China’s Great Wall has lost about a third of its greatness. In 2015, China’s State Administration of Cultural Heritage (SACH) revealed that the Ming-era structure had lost almost 2,000km (about 30 per cent) of its length over the years. This July, following a viral video of a Chinese man destroying a part of the wall with kung fu-style stances, SACH announced plans to strictly enforce its checks.
The dilapidation of the Wall has been attributed to several factors, including natural phenomena like sandstorms and earthquakes. Add to this, the excessive pressure put on the structure by hordes of tourists (about four million every year) and the fact that locals use its bricks to build their houses or sell them as souvenirs. Made of compacted earth and stone, the Great Wall of China was built by various dynasties against invading nomads from the 3rd century B.C. to the 17th century A.D. A UNESCO World Heritage Site, it begins at Shanhaiguan in the Hebei province in the east, and ends at Jiayuguan in Gansu province to the west. It runs through 15 provinces, autonomous regions, and municipalities.

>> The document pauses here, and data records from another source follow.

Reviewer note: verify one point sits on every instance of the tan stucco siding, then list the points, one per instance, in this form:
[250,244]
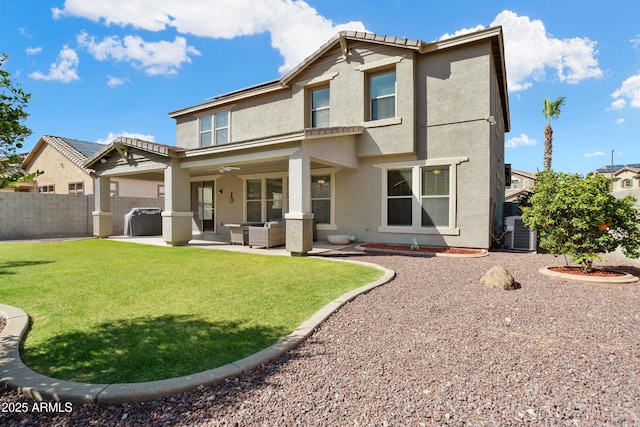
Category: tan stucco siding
[59,171]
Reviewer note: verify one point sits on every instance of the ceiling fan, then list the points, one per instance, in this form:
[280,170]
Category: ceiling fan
[223,169]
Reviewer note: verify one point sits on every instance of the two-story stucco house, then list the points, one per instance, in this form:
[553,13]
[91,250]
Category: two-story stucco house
[383,138]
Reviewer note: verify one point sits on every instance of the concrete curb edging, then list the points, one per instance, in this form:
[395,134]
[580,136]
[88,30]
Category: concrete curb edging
[15,375]
[599,280]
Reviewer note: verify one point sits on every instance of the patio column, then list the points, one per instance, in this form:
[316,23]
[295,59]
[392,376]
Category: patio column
[177,215]
[299,218]
[102,215]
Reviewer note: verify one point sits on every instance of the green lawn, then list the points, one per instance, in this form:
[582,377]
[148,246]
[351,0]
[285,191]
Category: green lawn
[114,312]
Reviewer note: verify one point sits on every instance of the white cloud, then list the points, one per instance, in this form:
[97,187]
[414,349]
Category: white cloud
[116,81]
[520,141]
[594,154]
[618,104]
[530,51]
[154,58]
[65,69]
[113,135]
[628,91]
[462,31]
[296,28]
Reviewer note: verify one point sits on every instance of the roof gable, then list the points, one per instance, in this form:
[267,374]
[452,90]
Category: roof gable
[121,144]
[75,150]
[494,34]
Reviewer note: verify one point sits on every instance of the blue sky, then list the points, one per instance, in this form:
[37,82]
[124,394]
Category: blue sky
[97,70]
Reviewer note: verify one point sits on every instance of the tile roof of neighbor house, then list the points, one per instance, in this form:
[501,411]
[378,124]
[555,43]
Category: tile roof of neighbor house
[616,168]
[77,151]
[151,147]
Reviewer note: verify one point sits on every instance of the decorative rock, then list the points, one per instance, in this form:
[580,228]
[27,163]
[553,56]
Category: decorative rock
[499,278]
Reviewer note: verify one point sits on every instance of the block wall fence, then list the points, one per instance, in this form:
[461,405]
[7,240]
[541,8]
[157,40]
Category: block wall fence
[42,216]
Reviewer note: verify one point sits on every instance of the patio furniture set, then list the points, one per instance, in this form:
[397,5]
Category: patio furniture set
[266,235]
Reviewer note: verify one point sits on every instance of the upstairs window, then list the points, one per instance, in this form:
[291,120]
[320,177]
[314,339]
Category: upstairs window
[76,187]
[382,95]
[321,198]
[320,108]
[435,196]
[114,188]
[205,131]
[399,197]
[214,130]
[46,188]
[221,127]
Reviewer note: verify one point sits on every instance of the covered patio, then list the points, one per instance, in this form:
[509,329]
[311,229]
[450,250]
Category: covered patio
[254,182]
[221,242]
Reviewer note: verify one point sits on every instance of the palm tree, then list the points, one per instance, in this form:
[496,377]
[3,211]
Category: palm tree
[550,111]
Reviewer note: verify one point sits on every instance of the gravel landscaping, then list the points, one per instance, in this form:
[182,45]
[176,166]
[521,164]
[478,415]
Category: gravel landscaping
[433,347]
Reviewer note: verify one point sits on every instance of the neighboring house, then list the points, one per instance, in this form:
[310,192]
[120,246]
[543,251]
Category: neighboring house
[383,138]
[62,159]
[19,186]
[625,177]
[521,182]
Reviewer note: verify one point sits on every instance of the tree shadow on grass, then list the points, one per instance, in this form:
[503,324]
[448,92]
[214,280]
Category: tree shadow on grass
[7,267]
[147,349]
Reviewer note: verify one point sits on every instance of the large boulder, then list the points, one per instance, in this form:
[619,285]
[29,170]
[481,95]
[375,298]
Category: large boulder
[499,277]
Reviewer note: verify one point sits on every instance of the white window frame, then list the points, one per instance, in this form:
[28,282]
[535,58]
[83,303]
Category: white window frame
[263,191]
[217,128]
[331,173]
[313,110]
[114,192]
[213,132]
[75,189]
[416,189]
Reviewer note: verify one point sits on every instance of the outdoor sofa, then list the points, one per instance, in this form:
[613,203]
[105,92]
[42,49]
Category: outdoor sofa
[271,234]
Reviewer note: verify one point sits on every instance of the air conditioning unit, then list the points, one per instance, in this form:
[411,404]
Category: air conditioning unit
[520,237]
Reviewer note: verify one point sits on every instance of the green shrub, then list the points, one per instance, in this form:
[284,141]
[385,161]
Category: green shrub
[579,217]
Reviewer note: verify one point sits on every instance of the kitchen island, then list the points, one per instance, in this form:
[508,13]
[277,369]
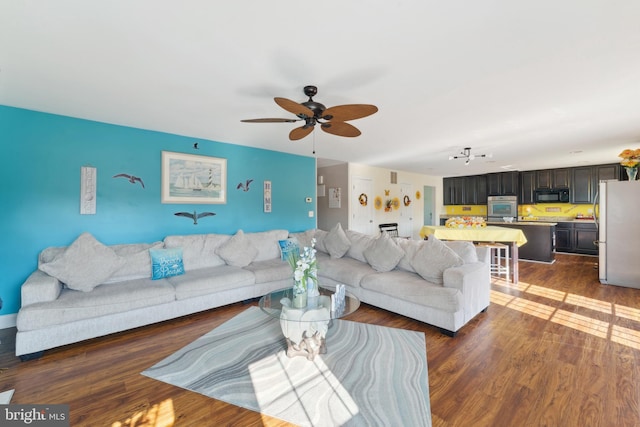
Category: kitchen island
[540,240]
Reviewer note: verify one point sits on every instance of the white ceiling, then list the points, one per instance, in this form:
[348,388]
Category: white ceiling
[538,84]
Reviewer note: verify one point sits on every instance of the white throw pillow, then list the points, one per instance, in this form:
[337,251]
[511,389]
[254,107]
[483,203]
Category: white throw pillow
[238,250]
[85,264]
[337,242]
[433,258]
[383,254]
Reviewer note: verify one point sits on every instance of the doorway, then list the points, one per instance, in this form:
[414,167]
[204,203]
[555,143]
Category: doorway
[429,201]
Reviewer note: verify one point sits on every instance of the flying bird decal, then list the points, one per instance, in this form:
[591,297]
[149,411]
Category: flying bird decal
[194,216]
[245,187]
[132,179]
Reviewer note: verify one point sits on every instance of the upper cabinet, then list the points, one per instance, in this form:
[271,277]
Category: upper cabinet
[581,181]
[527,187]
[502,184]
[465,190]
[553,178]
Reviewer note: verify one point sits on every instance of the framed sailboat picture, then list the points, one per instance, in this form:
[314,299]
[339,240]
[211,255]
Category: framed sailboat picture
[188,178]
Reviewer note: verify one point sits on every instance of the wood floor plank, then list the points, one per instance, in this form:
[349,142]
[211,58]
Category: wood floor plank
[557,349]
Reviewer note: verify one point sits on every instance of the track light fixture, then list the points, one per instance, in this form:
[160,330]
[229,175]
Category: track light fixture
[466,154]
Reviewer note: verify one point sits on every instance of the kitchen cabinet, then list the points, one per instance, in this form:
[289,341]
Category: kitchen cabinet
[502,184]
[577,238]
[527,187]
[465,190]
[582,190]
[548,179]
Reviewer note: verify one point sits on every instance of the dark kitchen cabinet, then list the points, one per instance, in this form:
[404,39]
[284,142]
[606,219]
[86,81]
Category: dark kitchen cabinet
[553,178]
[582,190]
[465,190]
[502,184]
[527,187]
[577,238]
[564,241]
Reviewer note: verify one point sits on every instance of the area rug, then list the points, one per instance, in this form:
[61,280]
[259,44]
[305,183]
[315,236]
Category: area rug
[370,375]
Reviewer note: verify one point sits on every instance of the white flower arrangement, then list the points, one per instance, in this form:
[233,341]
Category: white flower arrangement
[304,267]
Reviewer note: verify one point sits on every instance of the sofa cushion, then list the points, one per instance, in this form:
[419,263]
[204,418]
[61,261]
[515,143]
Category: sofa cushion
[266,242]
[383,254]
[337,242]
[433,258]
[465,250]
[270,270]
[345,270]
[137,263]
[207,281]
[413,288]
[238,251]
[304,238]
[410,248]
[166,263]
[289,248]
[84,264]
[104,300]
[359,243]
[198,250]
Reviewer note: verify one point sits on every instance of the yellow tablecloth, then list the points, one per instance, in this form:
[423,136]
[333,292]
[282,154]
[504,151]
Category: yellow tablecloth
[490,233]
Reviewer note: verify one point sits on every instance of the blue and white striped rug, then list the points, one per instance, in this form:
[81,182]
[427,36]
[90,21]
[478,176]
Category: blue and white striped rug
[370,376]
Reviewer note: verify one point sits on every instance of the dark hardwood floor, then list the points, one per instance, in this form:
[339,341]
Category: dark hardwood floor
[557,349]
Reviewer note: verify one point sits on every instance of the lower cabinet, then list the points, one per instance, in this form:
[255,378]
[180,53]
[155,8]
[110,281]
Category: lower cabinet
[577,238]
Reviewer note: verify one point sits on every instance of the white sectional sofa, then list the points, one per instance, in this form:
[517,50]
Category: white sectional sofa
[89,289]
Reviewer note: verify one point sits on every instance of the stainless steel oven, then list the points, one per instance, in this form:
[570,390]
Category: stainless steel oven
[499,207]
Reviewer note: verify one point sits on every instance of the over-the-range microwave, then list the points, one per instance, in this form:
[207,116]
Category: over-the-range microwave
[560,195]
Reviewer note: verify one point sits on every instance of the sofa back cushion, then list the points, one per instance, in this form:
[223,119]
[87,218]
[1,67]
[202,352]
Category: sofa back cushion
[198,250]
[433,258]
[359,243]
[84,264]
[266,242]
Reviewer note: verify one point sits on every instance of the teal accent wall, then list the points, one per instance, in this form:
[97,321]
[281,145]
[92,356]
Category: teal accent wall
[40,161]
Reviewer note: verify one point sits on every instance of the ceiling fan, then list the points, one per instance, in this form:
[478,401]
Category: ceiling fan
[332,120]
[466,154]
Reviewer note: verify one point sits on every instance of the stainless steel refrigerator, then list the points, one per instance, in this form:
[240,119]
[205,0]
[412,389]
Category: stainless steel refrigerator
[618,223]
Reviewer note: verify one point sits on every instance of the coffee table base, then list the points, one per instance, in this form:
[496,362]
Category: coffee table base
[308,347]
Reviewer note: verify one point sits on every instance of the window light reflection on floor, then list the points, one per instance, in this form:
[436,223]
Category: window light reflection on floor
[583,323]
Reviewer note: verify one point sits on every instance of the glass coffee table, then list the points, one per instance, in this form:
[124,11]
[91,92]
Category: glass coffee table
[305,329]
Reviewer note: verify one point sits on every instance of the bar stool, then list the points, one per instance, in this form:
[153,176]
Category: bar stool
[499,252]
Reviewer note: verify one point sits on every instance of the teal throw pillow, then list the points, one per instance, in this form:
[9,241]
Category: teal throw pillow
[166,263]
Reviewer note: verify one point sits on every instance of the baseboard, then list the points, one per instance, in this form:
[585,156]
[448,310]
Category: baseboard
[8,321]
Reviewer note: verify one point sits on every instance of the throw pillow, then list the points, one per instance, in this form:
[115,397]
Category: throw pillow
[238,250]
[84,264]
[433,258]
[289,247]
[383,254]
[337,242]
[166,263]
[465,250]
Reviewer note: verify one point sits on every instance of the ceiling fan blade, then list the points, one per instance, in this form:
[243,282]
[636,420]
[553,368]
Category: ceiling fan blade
[340,129]
[293,107]
[343,113]
[270,120]
[299,133]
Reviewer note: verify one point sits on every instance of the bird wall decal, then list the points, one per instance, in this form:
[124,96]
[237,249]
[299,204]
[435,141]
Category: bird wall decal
[245,187]
[132,179]
[194,216]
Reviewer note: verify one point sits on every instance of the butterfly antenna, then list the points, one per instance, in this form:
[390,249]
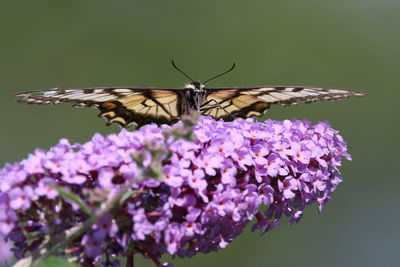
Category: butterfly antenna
[233,66]
[187,76]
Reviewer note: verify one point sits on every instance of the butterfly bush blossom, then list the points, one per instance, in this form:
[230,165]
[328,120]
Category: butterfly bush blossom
[189,196]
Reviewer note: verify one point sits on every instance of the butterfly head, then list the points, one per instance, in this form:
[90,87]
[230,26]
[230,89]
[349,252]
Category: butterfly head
[195,86]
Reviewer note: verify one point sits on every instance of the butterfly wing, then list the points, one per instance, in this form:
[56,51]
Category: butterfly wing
[247,102]
[123,105]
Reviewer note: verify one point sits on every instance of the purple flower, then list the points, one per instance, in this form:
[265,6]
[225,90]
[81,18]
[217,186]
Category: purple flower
[188,196]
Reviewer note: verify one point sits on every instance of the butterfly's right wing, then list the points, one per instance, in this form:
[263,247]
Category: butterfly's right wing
[247,102]
[123,105]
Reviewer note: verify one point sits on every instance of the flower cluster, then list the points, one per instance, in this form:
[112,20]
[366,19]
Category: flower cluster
[189,195]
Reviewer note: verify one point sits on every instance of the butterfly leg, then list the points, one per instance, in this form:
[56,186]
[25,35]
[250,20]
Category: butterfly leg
[215,105]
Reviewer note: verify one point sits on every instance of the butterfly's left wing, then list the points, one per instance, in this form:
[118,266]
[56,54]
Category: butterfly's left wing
[123,105]
[246,102]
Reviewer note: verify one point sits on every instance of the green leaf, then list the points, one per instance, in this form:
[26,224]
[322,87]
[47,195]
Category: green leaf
[54,261]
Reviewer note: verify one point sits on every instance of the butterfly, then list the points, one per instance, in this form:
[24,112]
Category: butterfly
[139,106]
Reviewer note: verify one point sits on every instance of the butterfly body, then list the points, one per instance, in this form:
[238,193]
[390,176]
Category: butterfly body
[139,106]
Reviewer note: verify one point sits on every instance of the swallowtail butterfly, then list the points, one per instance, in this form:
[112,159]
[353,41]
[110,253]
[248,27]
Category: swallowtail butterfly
[138,106]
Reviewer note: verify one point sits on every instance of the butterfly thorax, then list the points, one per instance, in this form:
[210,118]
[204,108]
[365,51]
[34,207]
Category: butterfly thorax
[194,94]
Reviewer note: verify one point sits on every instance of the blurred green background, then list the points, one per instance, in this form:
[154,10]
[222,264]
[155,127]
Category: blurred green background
[352,44]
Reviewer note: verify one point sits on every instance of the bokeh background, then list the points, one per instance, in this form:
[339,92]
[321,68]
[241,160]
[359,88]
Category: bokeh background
[352,44]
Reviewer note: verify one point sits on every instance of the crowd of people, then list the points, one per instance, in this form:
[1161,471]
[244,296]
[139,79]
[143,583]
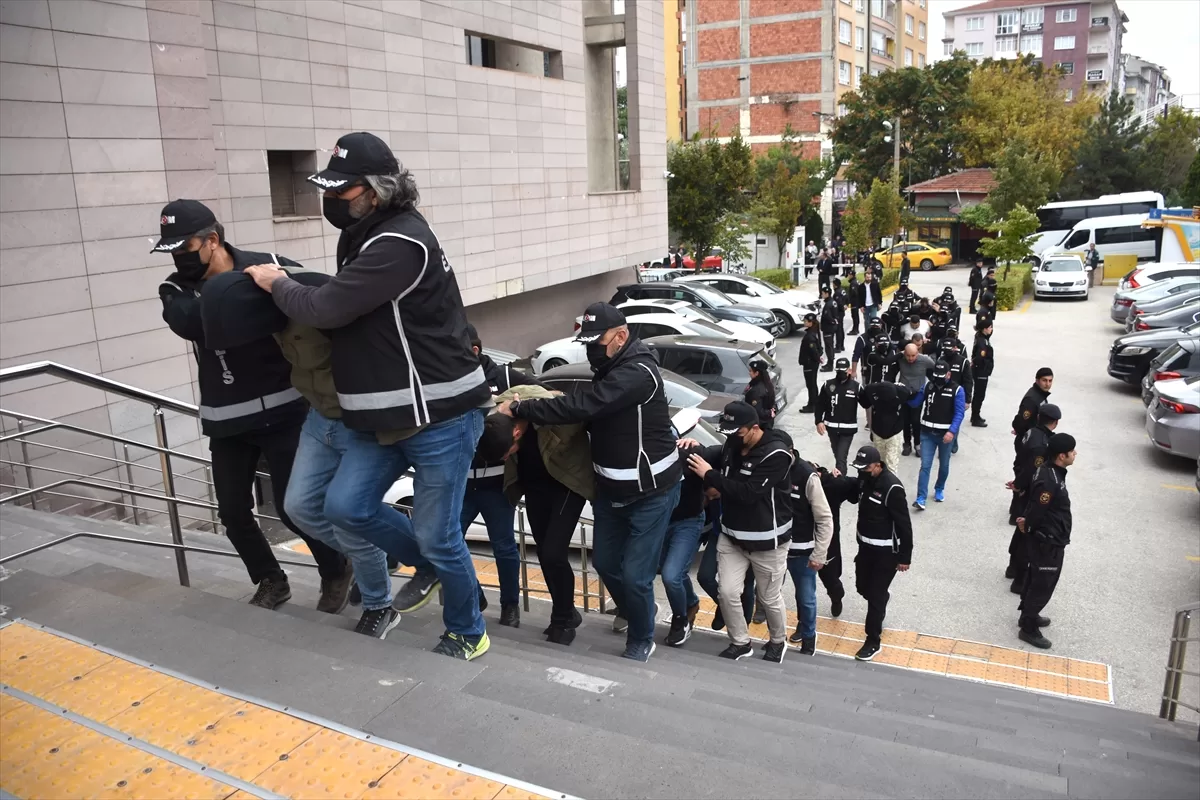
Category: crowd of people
[345,383]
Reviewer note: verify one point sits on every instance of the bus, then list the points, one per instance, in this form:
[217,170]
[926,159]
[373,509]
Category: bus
[1056,220]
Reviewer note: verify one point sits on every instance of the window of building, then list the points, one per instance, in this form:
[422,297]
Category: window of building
[292,194]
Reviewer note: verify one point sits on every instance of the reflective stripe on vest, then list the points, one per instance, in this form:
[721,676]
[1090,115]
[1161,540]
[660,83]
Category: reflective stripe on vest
[234,410]
[759,535]
[657,468]
[401,397]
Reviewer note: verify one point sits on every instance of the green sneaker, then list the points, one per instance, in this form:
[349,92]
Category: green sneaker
[466,648]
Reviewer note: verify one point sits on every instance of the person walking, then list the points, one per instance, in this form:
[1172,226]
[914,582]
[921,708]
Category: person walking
[885,542]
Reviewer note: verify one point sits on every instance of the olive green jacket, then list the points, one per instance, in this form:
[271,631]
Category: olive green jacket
[565,451]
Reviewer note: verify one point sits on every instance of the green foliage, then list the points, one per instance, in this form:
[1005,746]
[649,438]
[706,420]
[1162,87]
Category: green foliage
[708,181]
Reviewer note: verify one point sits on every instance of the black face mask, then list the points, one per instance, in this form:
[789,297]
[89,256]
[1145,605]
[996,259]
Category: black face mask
[337,211]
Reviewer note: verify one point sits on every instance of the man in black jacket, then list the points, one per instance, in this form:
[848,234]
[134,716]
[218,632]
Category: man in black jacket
[885,541]
[249,408]
[1047,524]
[407,379]
[637,468]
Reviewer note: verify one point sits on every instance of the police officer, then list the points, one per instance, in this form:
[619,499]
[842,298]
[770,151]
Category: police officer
[837,413]
[1026,463]
[885,541]
[249,408]
[1026,413]
[1047,524]
[983,360]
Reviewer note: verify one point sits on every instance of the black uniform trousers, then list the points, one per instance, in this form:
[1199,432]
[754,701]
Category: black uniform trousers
[234,463]
[874,571]
[553,512]
[1045,566]
[981,391]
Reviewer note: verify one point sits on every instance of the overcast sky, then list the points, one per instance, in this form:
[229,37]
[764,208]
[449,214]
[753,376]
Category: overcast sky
[1163,31]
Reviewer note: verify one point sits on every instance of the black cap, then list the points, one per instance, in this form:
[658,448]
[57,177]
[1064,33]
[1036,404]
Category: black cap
[599,318]
[179,221]
[355,155]
[736,415]
[867,456]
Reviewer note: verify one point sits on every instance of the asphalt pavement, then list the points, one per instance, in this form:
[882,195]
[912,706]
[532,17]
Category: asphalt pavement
[1133,558]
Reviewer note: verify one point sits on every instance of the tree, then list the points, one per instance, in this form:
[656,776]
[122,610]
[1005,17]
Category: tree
[1012,242]
[1014,100]
[708,180]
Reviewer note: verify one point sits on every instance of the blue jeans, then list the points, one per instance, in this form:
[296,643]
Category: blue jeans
[678,549]
[805,581]
[498,515]
[439,456]
[627,551]
[929,441]
[323,441]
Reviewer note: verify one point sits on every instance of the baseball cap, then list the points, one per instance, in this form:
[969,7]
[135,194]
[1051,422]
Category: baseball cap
[598,318]
[736,415]
[867,456]
[355,155]
[179,220]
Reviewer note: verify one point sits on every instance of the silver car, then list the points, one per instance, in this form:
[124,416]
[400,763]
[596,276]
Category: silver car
[1173,417]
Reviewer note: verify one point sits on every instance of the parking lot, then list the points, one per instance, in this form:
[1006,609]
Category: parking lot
[1135,547]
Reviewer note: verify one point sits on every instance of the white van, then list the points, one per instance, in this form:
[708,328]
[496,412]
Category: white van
[1122,235]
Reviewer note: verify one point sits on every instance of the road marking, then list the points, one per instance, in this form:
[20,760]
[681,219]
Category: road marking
[580,680]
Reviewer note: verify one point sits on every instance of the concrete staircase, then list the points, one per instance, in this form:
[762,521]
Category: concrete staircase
[581,720]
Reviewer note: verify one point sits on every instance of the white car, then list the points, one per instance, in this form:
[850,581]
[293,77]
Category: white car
[1061,276]
[559,352]
[789,306]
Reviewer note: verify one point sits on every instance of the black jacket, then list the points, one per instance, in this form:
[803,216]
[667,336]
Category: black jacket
[402,356]
[756,503]
[887,402]
[246,388]
[883,523]
[625,409]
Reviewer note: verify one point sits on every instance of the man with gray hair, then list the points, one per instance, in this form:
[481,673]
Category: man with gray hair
[408,383]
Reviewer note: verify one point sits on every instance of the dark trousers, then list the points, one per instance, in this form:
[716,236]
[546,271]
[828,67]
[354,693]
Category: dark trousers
[874,572]
[981,391]
[553,512]
[234,463]
[840,441]
[1045,566]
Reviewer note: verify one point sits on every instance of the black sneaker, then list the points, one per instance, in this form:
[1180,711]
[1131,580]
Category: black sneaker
[737,651]
[681,629]
[377,623]
[868,651]
[417,593]
[335,594]
[774,651]
[1035,638]
[271,594]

Dong Yaohui, deputy director of the Great Wall of China Society, told CNN, “The Great Wall is a vast heritage site—over 20,000 kilometers—hence increasing the difficulty in preservation and restoration.” In 2006, laws and penalties of up to $805 (₹54,000) were created to protect the Great Wall against defacement, but these have been hard to enforce because there is no central authority that overlooks these charges, as Time reports. SACH will now ensure regular monitoring and spot checks along its perimeter, and launch a public hotline for reports on violations and criminal damage to the site.